# meet rosie, the kakariki



## matthew-peter (Aug 30, 2009)

Hello everyone meet the nesewest adition to my flock, rosie the kakariki, shes really starting to open up now shes been here two days and from not moving around much she is really starting to climb about, being interested in everything, even my model railway which she is making short work of the balsa platforms hmy:, but im not too fussy as i can hopefully ween her out of it. anyway heres a picture of the lovely lass after her bath this morning looking a bit wet.
http://www.petforums.co.uk/attachment.php?attachmentid=29426&stc=1&d=1251984799


----------



## Freebird (Sep 12, 2008)

Cute!
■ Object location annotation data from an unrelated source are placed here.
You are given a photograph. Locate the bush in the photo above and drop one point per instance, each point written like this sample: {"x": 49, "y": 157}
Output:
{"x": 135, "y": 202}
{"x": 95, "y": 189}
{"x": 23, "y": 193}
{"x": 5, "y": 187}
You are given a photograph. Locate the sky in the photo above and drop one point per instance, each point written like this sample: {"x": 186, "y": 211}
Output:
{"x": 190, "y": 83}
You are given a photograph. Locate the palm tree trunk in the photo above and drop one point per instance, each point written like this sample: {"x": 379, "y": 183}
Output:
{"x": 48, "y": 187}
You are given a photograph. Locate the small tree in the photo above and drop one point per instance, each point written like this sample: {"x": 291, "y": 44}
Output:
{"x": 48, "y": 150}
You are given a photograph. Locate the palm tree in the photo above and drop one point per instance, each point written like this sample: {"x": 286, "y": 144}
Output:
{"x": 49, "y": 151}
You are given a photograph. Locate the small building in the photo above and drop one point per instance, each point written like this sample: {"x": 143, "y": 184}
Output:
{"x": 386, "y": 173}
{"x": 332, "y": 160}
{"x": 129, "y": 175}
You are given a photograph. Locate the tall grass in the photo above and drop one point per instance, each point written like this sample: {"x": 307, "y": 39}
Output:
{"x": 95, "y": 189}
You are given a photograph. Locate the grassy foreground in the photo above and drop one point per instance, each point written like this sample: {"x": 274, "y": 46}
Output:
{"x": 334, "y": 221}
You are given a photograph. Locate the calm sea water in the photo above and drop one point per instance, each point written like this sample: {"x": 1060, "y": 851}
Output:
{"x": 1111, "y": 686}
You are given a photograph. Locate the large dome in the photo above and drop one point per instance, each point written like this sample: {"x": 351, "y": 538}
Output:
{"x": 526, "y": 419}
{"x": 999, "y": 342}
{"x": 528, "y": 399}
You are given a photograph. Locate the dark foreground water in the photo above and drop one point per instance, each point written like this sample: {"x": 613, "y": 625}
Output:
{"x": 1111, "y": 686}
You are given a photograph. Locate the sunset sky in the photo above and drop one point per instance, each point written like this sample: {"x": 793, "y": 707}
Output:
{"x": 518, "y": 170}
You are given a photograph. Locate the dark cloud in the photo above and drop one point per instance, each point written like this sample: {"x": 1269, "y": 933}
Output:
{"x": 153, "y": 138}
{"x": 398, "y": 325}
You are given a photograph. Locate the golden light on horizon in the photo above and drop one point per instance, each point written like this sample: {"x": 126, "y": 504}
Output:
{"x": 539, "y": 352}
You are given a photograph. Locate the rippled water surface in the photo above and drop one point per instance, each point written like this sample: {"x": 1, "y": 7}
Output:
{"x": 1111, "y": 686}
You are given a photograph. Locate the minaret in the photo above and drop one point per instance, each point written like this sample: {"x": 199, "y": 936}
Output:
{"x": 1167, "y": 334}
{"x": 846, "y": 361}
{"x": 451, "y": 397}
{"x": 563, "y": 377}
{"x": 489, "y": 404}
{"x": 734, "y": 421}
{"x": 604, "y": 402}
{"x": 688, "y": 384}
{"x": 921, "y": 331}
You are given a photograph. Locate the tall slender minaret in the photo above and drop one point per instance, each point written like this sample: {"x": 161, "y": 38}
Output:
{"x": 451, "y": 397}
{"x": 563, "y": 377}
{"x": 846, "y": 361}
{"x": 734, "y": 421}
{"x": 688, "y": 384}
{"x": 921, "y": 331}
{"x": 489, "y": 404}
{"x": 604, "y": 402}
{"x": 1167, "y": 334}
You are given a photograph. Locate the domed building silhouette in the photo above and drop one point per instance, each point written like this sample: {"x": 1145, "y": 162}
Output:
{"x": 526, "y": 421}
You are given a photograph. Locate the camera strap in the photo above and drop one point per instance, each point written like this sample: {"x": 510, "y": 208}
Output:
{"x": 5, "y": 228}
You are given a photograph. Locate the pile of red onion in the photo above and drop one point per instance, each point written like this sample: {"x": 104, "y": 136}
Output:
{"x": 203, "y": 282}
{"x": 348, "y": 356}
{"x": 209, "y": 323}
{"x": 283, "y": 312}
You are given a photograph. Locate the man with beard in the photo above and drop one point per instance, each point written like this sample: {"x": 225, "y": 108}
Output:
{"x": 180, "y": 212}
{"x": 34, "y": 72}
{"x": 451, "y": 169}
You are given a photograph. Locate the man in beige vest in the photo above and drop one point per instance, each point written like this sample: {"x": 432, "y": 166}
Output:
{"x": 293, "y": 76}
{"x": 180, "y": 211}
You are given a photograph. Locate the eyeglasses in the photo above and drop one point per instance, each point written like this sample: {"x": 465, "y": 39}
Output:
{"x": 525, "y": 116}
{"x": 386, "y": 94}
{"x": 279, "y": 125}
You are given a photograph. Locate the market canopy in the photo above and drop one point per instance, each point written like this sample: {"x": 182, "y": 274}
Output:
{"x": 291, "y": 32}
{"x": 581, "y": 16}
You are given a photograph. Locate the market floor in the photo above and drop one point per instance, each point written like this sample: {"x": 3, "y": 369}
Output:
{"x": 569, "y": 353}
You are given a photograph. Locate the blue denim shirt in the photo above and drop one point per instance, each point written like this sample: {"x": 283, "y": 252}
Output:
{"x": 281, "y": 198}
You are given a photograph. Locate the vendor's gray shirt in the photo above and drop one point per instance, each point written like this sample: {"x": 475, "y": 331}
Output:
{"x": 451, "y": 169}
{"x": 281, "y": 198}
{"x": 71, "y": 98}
I love kakariki's, they do love water don't they


----------



## sullivan (Aug 29, 2008)

Ahh nice to see one dont seem to see them around as much as i use to there gorg birds i also like borks.


----------



## Summer1098 (Jun 20, 2009)

She's cute. Have you named her as yet?


----------



## matthew-peter (Aug 30, 2009)

Yup, she is called Rosie. 
For only having her two days so far i think shes doing really well. she sits on my finger, shoulder and sometimes lets me stroke her head, she is still very flighty and wont always stay too long but she is getting there and shes not very playful yet, but more so since yesterday.

Really think that in a months time shell be all over the place.


----------



## matthew-peter (Aug 30, 2009)

well unfortunatly ive had to return her to the an that i bought her from. she was becomin too noisey and was fighting with the budgies when they were out, wouldnt qieten down when they were away and so i couldnt win what ever i did.

Really sad to see her go but she will now but put in an aviary of kaks, so i guess its for the best.


----------



## Freebird (Sep 12, 2008)

I didn't realise you had budgies too, kakariki's really aren't good house birds, I would only recommend them as aviary birds anyhow, so sounds like she has ended up in the right place 

Although from my experience budgies are much louder than kakariki's?


----------



## matthew-peter (Aug 30, 2009)

they sure bloody are :blushing: but she was at it all day normally and so the family and neighbours werent best pleased, where as the budgies dont always make noise only for about half an hour each half of the day according to me mum.

good thing is though i managed to rehome a cockatiel, he cant fly as he was confined to a really small cage for 11 years(apparently) and now has my bedroom as his own and has a cage to sleep on top of. :blushing:


----------